Lars Knoll lars.knoll at qt.io
Mon May 18 10:03:25 CEST 2020

Hi Jason,

> On 16 May 2020, at 22:27, Jason H <jhihn at gmx.com> wrote:
> https://www.youtube.com/watch?v=cHrrR3KhvUk
> Thanks for the insight into what is coming up. I had a minor panic attack though, which seemed to be shared with the first person to ask a question. If the property bindings are lazy evaluated, then all my QML code will be broken. I actively exploit the existing binding behavior of immediately evaluating dependent bindings.  I hope I am misunderstanding this, but I think this should continue to be the behavior.  I also I don't want to have to choose or specify.
> However there may happy automatic middle ground. If the bindings are a terminal leaf node, then they can be lazy evaluated. However any binding that is in the middle of a binding chain must be immediately evaluated. I think this will satisfy everyone.
> Given:
> Item { id: item; property int x2: parent.x*2 }
> If x2 is not used anywhere, it can be lazy evaluated.

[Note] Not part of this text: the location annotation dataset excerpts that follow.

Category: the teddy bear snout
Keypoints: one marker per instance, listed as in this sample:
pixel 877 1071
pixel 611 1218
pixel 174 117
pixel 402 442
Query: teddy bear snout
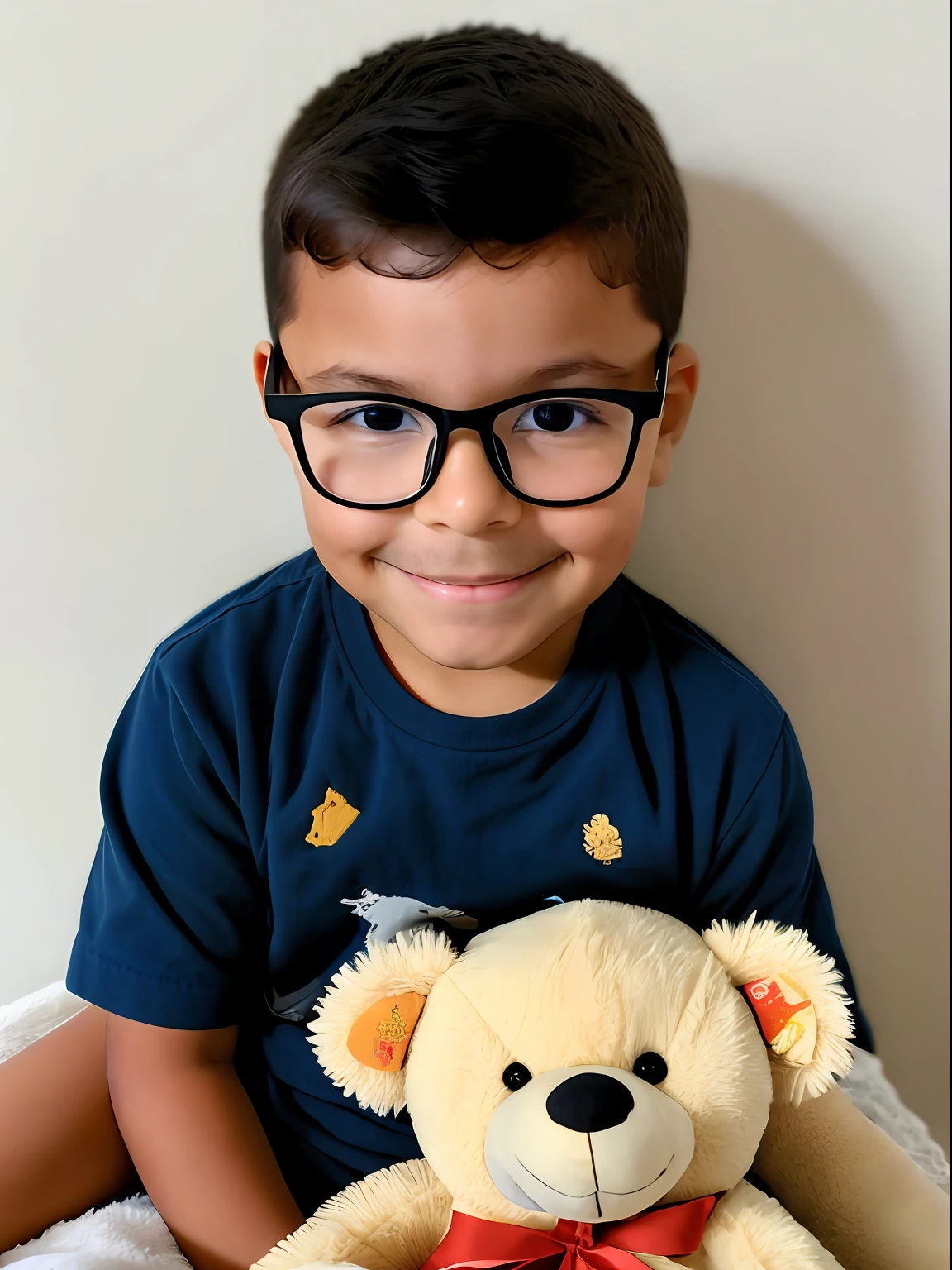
pixel 587 1143
pixel 589 1103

But the moment there is a onX2Changed or Item { x: item.x2 } then it must be immediately evaluated.  For something like QML Items and x it is probably not that interesting of an example.
> But let's now assume there is QObject-derived class bing used in the QML engine and it declares property x which is not required to be immediately updated, then as long as nothing is connected to the xChanged signal, then all those updates can be deferred[1]. But the moment something does connect to it, then it can no longer be lazy-evaluated.
> I don't know if this is what Lars meant? But I think it could work without giving me panic attacks ;-)

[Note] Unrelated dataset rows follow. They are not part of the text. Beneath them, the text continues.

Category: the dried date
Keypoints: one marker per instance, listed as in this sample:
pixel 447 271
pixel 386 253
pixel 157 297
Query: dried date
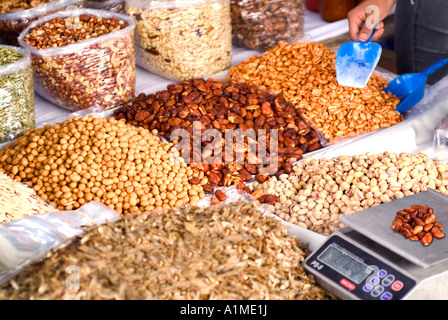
pixel 206 107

No need for panic attacks :)

Lazy binding evaluation means that we will do this where possible behind the scenes. The new property system works this way by default. This is possible, as long as the property is only used in binding expressions.

If you however have change handlers connected to the property, we will of course need to evaluate the binding immediately (as we can’t know the possible side effects of the change handler).

If you’re interested in the details, have a look at qproperty.h/cpp in the dev branch (look for the QPropertyChangeHandler class and the ObserverNotifiesChangeHandler flag in the implementation).


> [1] If you need a less abstract example, think of a QObject-derived class that processes video frames and uses OpenCV to find a target, and it emits the x,y position of the target.  If nothing is connected x() never needs to be evaluated, but if I connect a CrossHair Item and bind to the x() and y() properties, then the binding has to be evaluated immediately to update the position in the UI.
> I do have another concern that perhaps the lazy bindings might make it harder to find binding loops?